Non che sia una novità o una sorpresa, ma ora l’ha chiarito pubblicamente anche il ministro della salute Roberto Speranza: le vaccinazioni anti Sars-Cov-2 che dovrebbero partire a gennaio 2021 (ammesso che arrivi, come pare probabile, il via libera dell’Agenzia europea per i medicinali Ema) saranno solo una quota simbolica.

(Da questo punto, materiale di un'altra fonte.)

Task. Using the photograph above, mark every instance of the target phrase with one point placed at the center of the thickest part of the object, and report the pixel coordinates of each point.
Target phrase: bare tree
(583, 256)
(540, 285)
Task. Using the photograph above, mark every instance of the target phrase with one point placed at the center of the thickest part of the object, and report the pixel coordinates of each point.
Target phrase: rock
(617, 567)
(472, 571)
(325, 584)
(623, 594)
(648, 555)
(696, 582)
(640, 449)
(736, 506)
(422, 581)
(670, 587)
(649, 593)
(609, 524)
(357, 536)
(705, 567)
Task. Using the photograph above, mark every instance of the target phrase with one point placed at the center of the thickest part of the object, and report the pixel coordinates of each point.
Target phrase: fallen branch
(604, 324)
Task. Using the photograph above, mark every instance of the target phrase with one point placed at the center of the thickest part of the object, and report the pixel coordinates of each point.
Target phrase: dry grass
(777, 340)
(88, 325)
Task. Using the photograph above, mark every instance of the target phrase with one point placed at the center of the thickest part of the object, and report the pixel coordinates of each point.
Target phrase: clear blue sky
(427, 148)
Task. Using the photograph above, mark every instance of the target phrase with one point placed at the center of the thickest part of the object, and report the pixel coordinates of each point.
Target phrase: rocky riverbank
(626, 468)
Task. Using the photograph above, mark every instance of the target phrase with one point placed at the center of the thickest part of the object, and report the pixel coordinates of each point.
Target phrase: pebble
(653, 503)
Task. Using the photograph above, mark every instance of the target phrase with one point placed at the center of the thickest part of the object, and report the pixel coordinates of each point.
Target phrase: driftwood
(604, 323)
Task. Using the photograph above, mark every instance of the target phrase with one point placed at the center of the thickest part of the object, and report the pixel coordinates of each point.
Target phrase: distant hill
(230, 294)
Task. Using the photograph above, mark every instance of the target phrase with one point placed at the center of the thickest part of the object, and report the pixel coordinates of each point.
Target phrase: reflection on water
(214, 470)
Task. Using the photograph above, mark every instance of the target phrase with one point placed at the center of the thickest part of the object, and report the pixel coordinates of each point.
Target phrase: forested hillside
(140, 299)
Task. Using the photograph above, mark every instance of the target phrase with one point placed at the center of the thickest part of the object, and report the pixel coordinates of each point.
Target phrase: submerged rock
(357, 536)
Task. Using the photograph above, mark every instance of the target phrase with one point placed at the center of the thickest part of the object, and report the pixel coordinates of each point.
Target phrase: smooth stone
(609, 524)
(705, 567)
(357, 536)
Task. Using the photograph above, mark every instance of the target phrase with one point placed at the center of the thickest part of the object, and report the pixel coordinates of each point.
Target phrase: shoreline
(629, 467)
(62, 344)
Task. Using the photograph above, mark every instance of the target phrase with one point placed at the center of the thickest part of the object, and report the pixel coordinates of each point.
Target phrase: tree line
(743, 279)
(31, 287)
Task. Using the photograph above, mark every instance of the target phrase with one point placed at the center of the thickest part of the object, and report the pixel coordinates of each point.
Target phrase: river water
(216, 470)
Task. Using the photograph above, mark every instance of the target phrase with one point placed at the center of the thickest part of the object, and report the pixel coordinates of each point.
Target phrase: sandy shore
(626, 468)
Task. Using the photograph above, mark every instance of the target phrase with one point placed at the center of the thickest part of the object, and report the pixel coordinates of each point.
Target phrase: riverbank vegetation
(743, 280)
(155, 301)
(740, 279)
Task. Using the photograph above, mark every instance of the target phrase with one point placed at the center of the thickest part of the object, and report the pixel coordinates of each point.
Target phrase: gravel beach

Si prevede in particolare che tutti gli stati europei inizino la campagna di vaccinazione nello stesso giorno, ribattezzato per l’occasione V-day, e che poi le somministrazioni vadano a regime nel corso delle settimane successive.

Più che sapere quando sarà approvato il vaccino e quando sarà iniettata la prima dose nel nostro paese, dunque, la questione che pare essere rilevante è di prospettiva. Vale a dire, tra quanto tempo potremo davvero beneficiare, come popolazione, dell’effetto di protezione garantito dal vaccino? Naturalmente ogni singola dose iniettata rappresenta un piccolo passo in avanti, ma tra le prime somministrazioni alle categorie più a rischio e il raggiungimento di qualcosa di simile a un’immunità di gregge (o per lo meno a un abbattimento sostanziale della circolazione del virus) ce ne passa. Ci passano, in sostanza, decine di milioni di dosi.

Le vaccinazioni del 2021, sulla carta

Con i piani strategici nazionali più fluidi che mai, tutti gli annunci meritano di essere presi con il beneficio del dubbio. A oggi, comunque, abbiamo a disposizione almeno un quadro indicativo. Il V-day, che per ragioni d’immagine si sta cercando di anticipare il più possibile a livello di Unione europea, dovrebbe essere già nella prima parte di gennaio. E nella migliore delle ipotesi potremmo ricevere sempre a gennaio (e addirittura già tra il 10 e il 15 del mese) un totale di un milione e 874mila dosi del vaccino Pfizer-Biontech.

Questo primo pacchetto di dosi, che basterà per poco meno di un milione di persone (dato che dovrebbero servire due somministrazioni a testa), sarà destinato agli operatori sanitari e ai frequentatori delle Rsa, cioè sia al personale sia agli ospiti. Lazio, Lombardia ed Emilia Romagna riceveranno poco meno della metà delle dosi complessive, anche se i numeri esatti sono ancora in fase di definizione. E se la logica delle priorità è chiara, è ovvio che con questa prima fase non si potrà sperare di contenere davvero la circolazione del virus, ma solo eliminare una parte dei focolai e proteggere chi opera nelle strutture sanitarie.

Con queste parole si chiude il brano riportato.